10. If broth-based seafood stew isn’t your style, we bet Paula Deen’s creamy crab bisque will melt your butter. Our Baja rock crab meat will make this recipe even easier than it already is.

9. Mario Batali’s Lobster and Mascarpone Holiday Ravioli with Truffle Butter is perhaps best suited for those with more advanced culinary skills; however, if you can manage it, we’re talking major wow factor.

8. You simply cannot go wrong with crab cakes. Our friend, Ken “Man with a Pan” Gardon, puts a spin on classic Maryland-style cakes by packing them with Baja rock crab. Whether you make appetizer-sized cakes or entrée cakes is entirely up to you. Serve with a homemade aioli, or set them atop fresh salad greens tossed with olive oil and balsamic and finish with fresh parmesan shavings.

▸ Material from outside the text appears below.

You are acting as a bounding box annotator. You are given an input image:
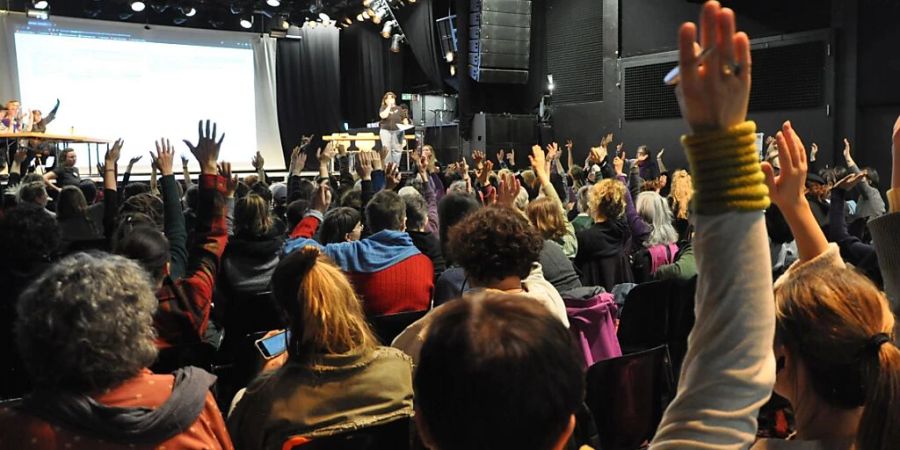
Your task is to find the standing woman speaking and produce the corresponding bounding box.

7. The best thing about traditional seafood salad is that it features a variety of seafood in one dish. Bobby Flay’s Spanish seafood salad is teeming with shrimp, squid and crab meat and gets its festive holiday flair from bright red piquillo peppers and red onions along with green olives, cornichons, and parsley.

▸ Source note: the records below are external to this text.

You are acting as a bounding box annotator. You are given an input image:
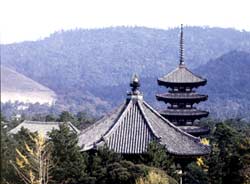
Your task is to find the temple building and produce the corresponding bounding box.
[79,76,210,158]
[156,25,209,136]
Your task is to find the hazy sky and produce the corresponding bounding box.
[0,0,250,43]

6. With its sweet anise flavor and crunchy bite, fennel is a deliciously unique cool-weather vegetable. It’s also a popular addition to Mediterranean cuisine whether raw or cooked. The Food Network Kitchen’s Grouper with Fennel and Olive Relish is a delicate yet rich-tasting combination that’s perfect for colder weather.

5. Creamy Scallops and Corn Chowder from Real Simple Magazine marries bright corn kernels with tender potatoes, crisp bacon, and golden brown scallops. This could serve as a hearty first course, or a main dish when paired with a salad and crusty bread.

Yellowfin tuna salad_portuguese style

4. Tommy Gomes, our aforementioned Portuguese fishmonger, recently showed our friend Sam the Cooking Guy how to pull together what Sam coined, The Most Legit Tuna Salad Ever. Based on Tommy’s upbringing on tuna boats, this Portuguese skips the mayo and instead features red onions, olives, spices and lots of red wine vinegar. Put it on crackers or crostini as a party appetizer, or make an out-of-this-world tuna melt.

3. What better way to take advantage of winter’s superfruit than with Pomegranate Glazed Salmon from Tori Avey. It not only looks beautiful, it’s loaded with antioxidants and heart-healthy Omega 3s. For a decorative touch be sure to finish this dish with the pomegranate’s jewel-like ruby-red arils.

2. If you love oysters but hate shucking them (or don’t know how) – grill them! The heat forces the oysters to open, taking all of the manual labor out of the equation. Bobby Flay’s Grilled Oysters with Spicy Tarragon Butter calls for medium to large oysters, making our Baja Nautilus oysters a perfect match!

1. Bacalao, or bacalhau – the Portuguese word for cod – is a traditional holiday dish of salted dried codfish. Its origins stem from Catholic countries going without meat on Fridays during the 40-day observation of Lent. Today there are countless variations of recipes, but basically you soak cod in water for 24- 48 hours to leach out the salt, and then prepare with accompanying sauces. If you don’t have cod or don’t want to go through the trouble of soaking it, you can achieve similar-tasting results with this Whole Fish Baked in Salt.